Dr Charlie Lowenstein:  So, I agree with Sebastian. I think MALAT1 is going to turn out as one of those major link RNAs that controls inflammation possibly controlling the way in which the bone marrow reacts to systemic inflammation and produces cells and then have those cells home in on various inflammatory targets so I think this is an important observation that's going to have not only implications for atherosclerosis but also for other inflammatory diseases.

Dr Carolyn Lam:                Excellent. If you don't mind, I would love to switch tracks a little bit. We find it that very special and we can discuss basic papers with people who can explain it so well because we understand that there's so much work that goes in to these papers and so on. Charlie, could you take behind the scenes a little bit with the editors and tell us what is it that circulation looks for in basic science papers that makes us published?

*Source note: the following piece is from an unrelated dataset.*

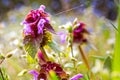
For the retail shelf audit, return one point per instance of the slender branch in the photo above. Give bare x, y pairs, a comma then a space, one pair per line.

Dr Charlie Lowenstein:  We get a lot of really good basic science papers, and it's a challenge for the associate editors, and the editors to figure out what's right for circulation and let me use this manuscript as a great example because this is a terrific paper. So, this paper is divided into four sections, and these sections are what we look for in any basic science paper that's going to reach an audience of clinicians who are interested in pathways and therapeutics so this paper has a section on mice. There's a gene in mice that's important then the paper delves into cells what's happening with cells and then a little bit of mechanisms and genes and proteins and then this paper takes the observation back into humans and shows that there's some human and clinical relevance so this is not only a great paper, but it is a classic example of what the associate editors are looking for in a basic science paper that's targeted towards clinicians.

Dr Charlie Lowenstein:  There's some in vivo work with mice, there's some mechanistic work then they take it back to the humans. Plus, of course like anything that comes into circulation, it's going to be novel, interesting and has some important relevance to human cardiovascular disease. This paper that we're discussing is a great example of a paper that we love to publish in a circulation and it's a real tribute to Dr Dimmeler and her team and to Sebastian that they put this paper together and submitted it to us.